Even OCaml, whose approach to parametric polymorphism is worlds simpler than any of the monstrosities mentioned above, just changed its approach by adding GADTs, which I still don’t understand fully despite the best efforts of generous HN commenters.

So I think that, given that Golang/Issue9 decided not to include inheritance, linear types, exceptions, or overloading (even of operators!), in large part because they aren’t well-understood, it’s entirely unsurprising that it decided not to include generics, either.



> Code generators like RATFOR, lex, yacc, and the C preprocessor? I think it’s fair to say that those are well understood.

Yes, that is exactly what I said in the post you are responding to.

> I think it’s fair to say that we are only beginning to understand the benefits and drawbacks of that approach to code generation, which is why every time I recompile the Java application I’m currently working on, I get erroneous warnings telling my that my varargs are causing heap pollution in my generic static methods. (Which I can suppress, but instead I’m planning to delete those methods.)

Just because you don't understand something, doesn't mean that nobody does?


I guess you didn't understand the problem I was describing. I wasn't saying that the problem is that I don't understand parametric polymorphism, or for that matter its realization via code generation, although I’m sure e.g. Philip Wadler understands those things a whole heck of a lot better than I do.
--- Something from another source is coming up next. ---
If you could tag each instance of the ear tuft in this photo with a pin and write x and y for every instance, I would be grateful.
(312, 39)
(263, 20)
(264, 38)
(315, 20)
The problem was that the Java language designers didn't understand generics, and accidentally implemented varargs in 1.5 in a way that produced a completely unnecessary and avoidable collision with the parametric polymorphism system (designed by Wadler) that they also introduced in 1.5. And there are a variety of similar problems in various parametric-polymorphism systems, which leads me to think that the problem is not merely that some loser at Sun didn't understand these things (and didn't bother to ask Wadler, who surely could have warned him off the particular stupidity I mentioned) but rather that there is a general lack of understanding of parametric polymorphism.